Machine Learning Diary 001: Swift detour, and Recreating FastAI's Collaborative Filtering
I've been spending quite a bit of my free time studying machine learning over the past 3 months. After spending quite a bit of time deciding what learning materials to start with, I decided on fast.ai's Practical Deep Learning for Coders (I saw the 2019 version). Overall I highly recommend the course, and I'm planning to go back and do the 2020 version of it.
One reason I was excited about fast.ai's course is that they had some content on Swift for TensorFlow (S4TF). I have written a lot of Python and while it has its place, I was excited to try something new and hopefully better. I watched the two fast.ai videos on S4TF and then decided to try it out. This ended up being a fairly costly mistake for me. Basically S4TF is just not nearly as mature as PyTorch, and I wasted a bunch of time struggling with environment setup (no equivalent to conda install), bugs, very incomplete documentation, and cryptic error messages. At this point (I tried in 2020-09), I suggest you steer clear of S4TF if your primary goal is just to learn ML. Though it was fun to learn some Swift and I'd definitely consider using Swift in future projects, ML or otherwise.

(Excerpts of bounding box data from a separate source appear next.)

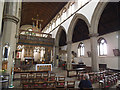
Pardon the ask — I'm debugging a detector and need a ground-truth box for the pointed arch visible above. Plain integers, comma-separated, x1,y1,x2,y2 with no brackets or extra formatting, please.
67,13,90,42
55,26,66,46
90,0,110,34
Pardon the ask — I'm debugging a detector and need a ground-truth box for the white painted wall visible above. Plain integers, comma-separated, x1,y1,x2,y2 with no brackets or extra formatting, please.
61,31,119,69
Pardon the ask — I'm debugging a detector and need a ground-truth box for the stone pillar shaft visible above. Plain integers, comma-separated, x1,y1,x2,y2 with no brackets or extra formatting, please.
67,41,72,70
2,2,19,74
54,46,59,67
90,34,99,71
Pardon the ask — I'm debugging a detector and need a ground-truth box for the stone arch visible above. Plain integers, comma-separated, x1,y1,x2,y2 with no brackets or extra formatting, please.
67,13,90,42
90,0,110,34
55,26,66,46
54,26,66,67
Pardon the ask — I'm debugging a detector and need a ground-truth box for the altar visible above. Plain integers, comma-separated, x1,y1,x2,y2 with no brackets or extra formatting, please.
36,64,52,71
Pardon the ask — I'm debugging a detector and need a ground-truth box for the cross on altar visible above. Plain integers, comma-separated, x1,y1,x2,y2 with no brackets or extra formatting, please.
32,15,43,30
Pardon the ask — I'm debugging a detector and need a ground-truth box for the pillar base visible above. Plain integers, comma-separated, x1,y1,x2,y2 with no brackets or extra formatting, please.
67,63,72,70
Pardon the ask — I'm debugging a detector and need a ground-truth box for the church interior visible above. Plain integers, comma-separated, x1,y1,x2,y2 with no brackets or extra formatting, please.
0,0,120,90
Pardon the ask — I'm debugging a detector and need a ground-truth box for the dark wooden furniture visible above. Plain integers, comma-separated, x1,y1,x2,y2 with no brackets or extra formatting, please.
67,68,85,77
67,81,75,88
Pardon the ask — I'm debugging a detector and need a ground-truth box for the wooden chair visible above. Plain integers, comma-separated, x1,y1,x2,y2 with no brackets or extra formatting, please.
42,73,49,81
67,81,75,88
20,74,28,87
49,73,56,81
36,73,42,82
46,81,56,88
56,76,65,88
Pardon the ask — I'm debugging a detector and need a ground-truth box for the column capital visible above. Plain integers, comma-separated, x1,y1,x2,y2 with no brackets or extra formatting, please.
54,45,59,48
89,33,99,37
3,15,19,24
67,41,72,44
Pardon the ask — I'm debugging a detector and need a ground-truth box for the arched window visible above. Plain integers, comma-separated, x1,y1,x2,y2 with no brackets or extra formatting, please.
98,37,107,56
78,42,85,57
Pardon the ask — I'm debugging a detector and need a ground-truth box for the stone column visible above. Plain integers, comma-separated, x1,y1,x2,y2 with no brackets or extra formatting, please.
117,31,120,69
0,0,4,90
89,34,99,71
67,41,72,70
2,2,19,75
54,46,59,67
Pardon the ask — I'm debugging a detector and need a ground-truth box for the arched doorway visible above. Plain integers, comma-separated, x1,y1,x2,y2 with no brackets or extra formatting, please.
54,26,66,67
91,2,120,69
67,14,90,69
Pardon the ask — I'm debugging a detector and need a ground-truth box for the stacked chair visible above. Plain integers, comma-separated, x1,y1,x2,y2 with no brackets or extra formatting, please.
21,73,75,89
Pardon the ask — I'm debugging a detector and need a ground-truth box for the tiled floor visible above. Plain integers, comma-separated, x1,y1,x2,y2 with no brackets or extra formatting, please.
14,67,120,88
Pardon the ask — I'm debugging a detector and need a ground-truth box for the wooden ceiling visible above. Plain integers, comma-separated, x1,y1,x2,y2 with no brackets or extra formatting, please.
98,2,120,35
21,2,67,29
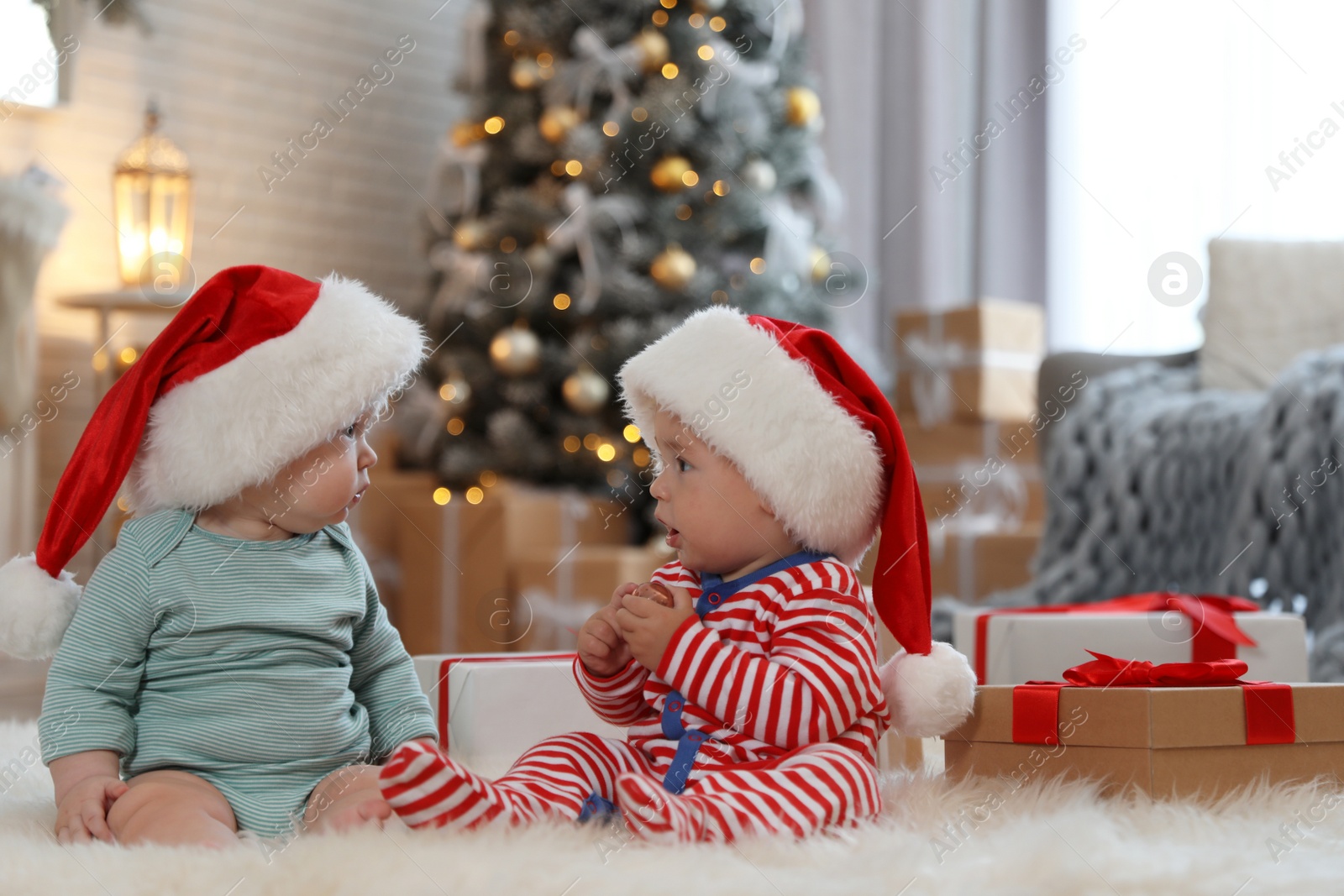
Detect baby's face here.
[254,414,378,533]
[649,411,798,579]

With that multi-week detour out of the way, I decided to focus on PyTorch. For my first task I decided to try to recreate the simplest model presented in the fast.ai course, but without using the fastai library at all, just pure PyTorch. I found that almost all of the special stuff in fastai is included in PyTorch as of 1.6, so this was a lot easier than I expected. Here's my final notebook for this collaborative filtering task. Some of the issues I ran into and how I resolved them:
- For this task, using the GPU was much slower than just using the CPU. I suppose this is because the model is so simple that the overhead of copying data to/from the GPU dominates any speedup in actual calculations. In retrospect this was also probably why training my Swift version of the model was so slow, and S4TF doesn't allow eager tensors to use the CPU if a GPU is present, so this would have been much harder to discover and work around in Swift.
- Fastai wraps the torch.nn.Embedding type with a function that changes the initial values. PyTorch initializes using random values drawn from a normal distribution with 𝜎^2 = 1. Fastai changes this to a normal distribution with 𝜎^2 = .01, truncated so no value is farther than 2 standard deviations from the mean. They reference An Exploration of Word Embedding Initialization in Deep-Learning Tasks as justification. I found this provided a small boost in performance.
- I forgot calls to squeeze() in a few places. I was quite surprised that torch.nn.MSELoss didn't throw an error when I provided it two tensors of different shapes. Instead it did some averaging over all the values, which led to poor training performance.